- From: David Krauss <potswa@gmail.com>
- Date: Wed, 9 Jul 2014 10:35:27 +0800
- To: Jeff Pinner <jpinner@twitter.com>
- Cc: "William Chan (???)" <willchan@chromium.org>, Mike Belshe <mike@belshe.com>, Greg Wilkins <gregw@intalio.com>, HTTP Working Group <ietf-http-wg@w3.org>
On 2014–07–09, at 10:17 AM, Jeff Pinner <jpinner@twitter.com> wrote: > To be clear, my issue is that this change makes determining valid > frame lengths dependent on the session state which to me seems a step > backwards both in terms of protocol layering and in terms of the > achievable decoding throughput based on the simple frame layout.

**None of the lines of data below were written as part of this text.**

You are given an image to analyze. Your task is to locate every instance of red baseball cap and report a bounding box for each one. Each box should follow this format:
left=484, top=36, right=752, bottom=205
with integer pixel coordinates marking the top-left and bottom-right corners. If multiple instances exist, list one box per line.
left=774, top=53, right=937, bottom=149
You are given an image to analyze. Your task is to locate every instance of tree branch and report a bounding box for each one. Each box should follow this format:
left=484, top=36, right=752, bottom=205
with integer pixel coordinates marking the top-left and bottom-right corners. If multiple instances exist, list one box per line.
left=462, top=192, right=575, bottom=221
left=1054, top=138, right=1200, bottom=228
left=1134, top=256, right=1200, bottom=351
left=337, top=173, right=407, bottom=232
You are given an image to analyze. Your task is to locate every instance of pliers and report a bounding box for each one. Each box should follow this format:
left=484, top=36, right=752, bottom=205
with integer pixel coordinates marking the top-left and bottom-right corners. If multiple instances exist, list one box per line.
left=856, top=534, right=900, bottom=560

It adds state to the framing layer, but that’s not a layering violation. Using consecutive binary-format frames to express a single semantic frame, depending on the END_HEADERS flag, is a layering violation. Dynamic changes are unlikely to happen in practice; perhaps that should be disallowed. (If only the first SETTINGS is only allowed to increase the limit, the problem goes away.) However, safe dynamic adjustment only requires that the frame encoder applies the state change synchronously with sending the SETTINGS receipt. This is already a pattern held in common with other adjustable settings. The frame layout is as simple as it ever was, they just increased the size from 2 to 4 bytes. Decoding is faster when frames end less frequently.